Back in 2015, when asked whether the County's preference for mixed-use infill development of the Howe 'Bout Arden site was a consideration, the developer insisted that the site at the eastern end of Arden Fair Mall was unfit for residential use. People would never want to live there, the community was told. Even though the site was close to shops and downtown Sacramento, only commercial uses would work there. And, of course, Sacramento County hastened to agree. At about the same time, the Sacramento Inn was torn down at the other end of Arden Fair, in the City of Sacramento. The Business Journal bubbled and gushed about the potential for the Sacramento Inn site to fulfill the demand for market-rate housing close to shops and downtown Sacramento. That was a refreshing prospect, given the over-abundance of apartments and rental units we already have around here. Might we get some owner-occupied residences? A McKinley Village clone, perhaps?
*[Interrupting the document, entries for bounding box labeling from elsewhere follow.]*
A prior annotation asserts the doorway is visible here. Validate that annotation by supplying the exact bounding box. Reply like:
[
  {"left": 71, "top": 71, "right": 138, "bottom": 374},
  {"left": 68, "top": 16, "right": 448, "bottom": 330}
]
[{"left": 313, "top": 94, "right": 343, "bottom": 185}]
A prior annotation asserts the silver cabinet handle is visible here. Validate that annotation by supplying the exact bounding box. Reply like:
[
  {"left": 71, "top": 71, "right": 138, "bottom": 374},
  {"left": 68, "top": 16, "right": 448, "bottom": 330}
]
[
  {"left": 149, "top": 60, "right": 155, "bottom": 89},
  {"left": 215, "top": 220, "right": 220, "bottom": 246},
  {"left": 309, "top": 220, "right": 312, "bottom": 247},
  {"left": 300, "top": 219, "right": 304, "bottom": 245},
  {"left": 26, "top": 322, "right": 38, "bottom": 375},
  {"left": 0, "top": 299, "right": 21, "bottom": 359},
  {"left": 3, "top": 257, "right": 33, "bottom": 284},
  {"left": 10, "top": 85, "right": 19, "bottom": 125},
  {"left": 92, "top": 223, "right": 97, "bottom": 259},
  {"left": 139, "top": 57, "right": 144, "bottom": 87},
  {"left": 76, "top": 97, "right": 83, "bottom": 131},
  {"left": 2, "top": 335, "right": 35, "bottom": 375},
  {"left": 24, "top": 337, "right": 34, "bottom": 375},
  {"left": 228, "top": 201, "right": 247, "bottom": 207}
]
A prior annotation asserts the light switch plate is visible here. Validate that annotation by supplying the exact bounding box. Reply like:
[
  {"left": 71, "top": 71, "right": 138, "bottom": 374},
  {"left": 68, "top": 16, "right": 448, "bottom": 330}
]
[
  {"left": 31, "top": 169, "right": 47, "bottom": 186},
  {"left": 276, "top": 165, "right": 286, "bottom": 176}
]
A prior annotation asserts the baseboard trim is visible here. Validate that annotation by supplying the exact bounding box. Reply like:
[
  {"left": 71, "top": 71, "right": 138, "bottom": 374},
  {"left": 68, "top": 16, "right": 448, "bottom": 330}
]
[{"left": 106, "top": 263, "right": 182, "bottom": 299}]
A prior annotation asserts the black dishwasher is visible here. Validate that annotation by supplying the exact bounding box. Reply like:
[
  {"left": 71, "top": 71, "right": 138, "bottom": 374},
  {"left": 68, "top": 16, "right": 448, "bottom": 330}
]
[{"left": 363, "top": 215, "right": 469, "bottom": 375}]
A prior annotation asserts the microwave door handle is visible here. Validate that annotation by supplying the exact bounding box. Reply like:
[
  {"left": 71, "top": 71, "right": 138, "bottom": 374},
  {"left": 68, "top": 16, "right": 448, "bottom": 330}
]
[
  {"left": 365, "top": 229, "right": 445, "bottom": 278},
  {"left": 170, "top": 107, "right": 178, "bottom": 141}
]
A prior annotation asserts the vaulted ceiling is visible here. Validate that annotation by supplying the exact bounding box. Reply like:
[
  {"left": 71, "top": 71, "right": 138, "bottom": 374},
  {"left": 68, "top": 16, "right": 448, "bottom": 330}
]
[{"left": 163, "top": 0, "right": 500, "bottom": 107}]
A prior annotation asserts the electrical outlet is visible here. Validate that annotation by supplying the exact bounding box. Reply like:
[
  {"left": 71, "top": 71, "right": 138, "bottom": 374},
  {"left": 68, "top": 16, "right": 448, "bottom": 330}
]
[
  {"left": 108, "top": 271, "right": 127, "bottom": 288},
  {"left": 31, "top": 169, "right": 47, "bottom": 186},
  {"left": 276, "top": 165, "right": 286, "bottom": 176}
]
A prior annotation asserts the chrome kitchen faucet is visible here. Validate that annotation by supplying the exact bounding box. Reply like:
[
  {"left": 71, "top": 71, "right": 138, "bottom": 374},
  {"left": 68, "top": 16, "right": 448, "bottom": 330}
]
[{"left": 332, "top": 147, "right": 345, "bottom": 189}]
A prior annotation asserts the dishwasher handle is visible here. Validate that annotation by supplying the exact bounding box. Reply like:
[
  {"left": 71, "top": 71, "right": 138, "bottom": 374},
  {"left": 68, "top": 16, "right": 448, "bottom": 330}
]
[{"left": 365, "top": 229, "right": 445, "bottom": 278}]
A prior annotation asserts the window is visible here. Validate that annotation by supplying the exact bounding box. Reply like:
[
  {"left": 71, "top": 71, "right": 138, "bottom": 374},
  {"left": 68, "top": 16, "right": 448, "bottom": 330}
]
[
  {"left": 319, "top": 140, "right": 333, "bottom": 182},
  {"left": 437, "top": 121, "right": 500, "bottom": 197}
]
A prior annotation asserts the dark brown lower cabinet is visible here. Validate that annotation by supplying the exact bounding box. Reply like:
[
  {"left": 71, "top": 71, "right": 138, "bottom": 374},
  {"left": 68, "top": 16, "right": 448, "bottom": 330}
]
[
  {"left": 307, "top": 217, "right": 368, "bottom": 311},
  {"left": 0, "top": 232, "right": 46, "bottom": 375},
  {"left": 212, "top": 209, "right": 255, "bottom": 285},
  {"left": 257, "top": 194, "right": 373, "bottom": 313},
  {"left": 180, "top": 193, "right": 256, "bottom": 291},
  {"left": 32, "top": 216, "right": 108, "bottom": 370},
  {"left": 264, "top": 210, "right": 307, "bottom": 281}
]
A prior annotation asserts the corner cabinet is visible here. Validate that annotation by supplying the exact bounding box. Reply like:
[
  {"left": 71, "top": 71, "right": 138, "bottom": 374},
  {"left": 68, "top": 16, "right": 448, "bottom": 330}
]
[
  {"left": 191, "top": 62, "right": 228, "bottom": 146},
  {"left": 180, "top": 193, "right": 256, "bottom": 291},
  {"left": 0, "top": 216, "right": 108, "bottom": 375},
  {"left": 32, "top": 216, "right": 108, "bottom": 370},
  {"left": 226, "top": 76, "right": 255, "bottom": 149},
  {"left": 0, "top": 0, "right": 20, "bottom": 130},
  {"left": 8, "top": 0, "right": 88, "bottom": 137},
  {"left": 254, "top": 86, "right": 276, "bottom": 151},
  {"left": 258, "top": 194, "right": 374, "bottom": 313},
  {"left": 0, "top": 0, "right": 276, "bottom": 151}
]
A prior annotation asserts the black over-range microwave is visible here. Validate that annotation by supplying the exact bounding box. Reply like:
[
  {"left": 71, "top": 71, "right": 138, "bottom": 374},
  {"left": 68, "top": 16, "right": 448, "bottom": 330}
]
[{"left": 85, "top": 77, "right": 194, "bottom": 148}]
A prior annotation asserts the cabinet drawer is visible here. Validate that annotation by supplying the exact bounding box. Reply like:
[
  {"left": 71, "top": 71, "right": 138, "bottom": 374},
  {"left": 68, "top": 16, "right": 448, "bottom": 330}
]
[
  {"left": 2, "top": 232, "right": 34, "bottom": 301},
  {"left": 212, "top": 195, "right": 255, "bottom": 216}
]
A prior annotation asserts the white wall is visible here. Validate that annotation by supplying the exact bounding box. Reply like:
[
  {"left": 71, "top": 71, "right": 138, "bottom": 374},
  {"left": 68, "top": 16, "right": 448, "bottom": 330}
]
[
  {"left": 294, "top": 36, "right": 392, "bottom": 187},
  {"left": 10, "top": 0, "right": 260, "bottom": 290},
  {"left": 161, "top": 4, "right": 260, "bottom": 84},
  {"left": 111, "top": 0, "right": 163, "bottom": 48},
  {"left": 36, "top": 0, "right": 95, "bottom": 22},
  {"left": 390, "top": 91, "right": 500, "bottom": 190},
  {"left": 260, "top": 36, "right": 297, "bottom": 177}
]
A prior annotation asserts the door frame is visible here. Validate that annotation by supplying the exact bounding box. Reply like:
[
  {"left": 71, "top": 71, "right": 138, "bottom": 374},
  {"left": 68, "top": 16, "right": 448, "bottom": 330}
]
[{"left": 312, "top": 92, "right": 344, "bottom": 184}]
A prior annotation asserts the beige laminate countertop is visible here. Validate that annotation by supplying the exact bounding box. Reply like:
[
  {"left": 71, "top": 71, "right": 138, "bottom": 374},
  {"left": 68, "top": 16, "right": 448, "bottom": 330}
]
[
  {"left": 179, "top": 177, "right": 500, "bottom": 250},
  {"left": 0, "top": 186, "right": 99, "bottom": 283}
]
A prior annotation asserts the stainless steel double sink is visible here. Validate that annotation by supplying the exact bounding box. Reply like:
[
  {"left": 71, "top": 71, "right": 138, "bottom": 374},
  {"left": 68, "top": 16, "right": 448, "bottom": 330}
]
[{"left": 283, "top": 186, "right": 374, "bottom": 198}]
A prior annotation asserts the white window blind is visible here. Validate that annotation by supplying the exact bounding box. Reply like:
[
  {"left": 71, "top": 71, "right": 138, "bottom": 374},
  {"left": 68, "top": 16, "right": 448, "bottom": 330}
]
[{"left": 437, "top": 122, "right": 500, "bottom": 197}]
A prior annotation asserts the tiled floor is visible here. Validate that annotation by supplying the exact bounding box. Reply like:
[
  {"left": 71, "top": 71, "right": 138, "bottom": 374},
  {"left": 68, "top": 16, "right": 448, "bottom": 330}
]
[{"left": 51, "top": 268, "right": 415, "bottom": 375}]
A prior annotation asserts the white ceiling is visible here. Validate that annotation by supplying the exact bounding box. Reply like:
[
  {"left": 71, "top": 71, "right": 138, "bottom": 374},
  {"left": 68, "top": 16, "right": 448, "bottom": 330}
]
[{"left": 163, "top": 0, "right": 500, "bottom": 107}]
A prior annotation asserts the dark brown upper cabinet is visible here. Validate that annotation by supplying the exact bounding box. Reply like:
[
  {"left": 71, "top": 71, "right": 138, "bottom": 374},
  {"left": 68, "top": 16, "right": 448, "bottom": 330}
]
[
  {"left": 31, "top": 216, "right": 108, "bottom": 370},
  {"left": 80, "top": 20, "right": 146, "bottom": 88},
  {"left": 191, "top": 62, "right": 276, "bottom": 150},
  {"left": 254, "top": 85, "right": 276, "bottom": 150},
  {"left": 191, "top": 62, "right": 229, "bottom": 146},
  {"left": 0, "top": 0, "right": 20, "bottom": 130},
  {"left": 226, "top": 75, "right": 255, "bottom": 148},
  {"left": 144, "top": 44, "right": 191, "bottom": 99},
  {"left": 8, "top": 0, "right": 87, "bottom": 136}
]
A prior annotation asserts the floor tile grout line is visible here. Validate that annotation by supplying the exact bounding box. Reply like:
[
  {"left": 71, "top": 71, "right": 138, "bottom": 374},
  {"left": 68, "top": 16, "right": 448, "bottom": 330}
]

Well, no. Here we are in the summer of 2018 and, wouldn't you know it, the Sacramento Inn site is now going to bless us all with more apartments -- over 730 of them, referred to in a Sacramento Bee article as one of the largest apartment complexes in the region. The article says the apartments will target young professionals who want an easy commute to jobs in downtown Sacramento. Maybe so...or maybe not, for, as CBS13 reported the other day, the project might lead to a lot more traffic in the area. And that's not hard to imagine, given that the primary access to the site is through the parking lot at the Sears end of the mall. The vicinity, whether on the unincorporated County side or the incorporated City of Sacramento side, has attracted homeless encampments and panhandlers, is deeply auto-dependent, has inadequate public transportation and is seriously neither pedestrian-friendly nor bicycle-friendly. The nearby neighborhoods are largely devoid of civic amenities. Still, the developer -- who also owns the mall -- is confident that proximity to the shops will lure upwardly-mobile residents to the new apartments. Whether the City of Sacramento will see fit to enhance the area, or just settle for the equivalent of a gated apartment complex, is yet unknown.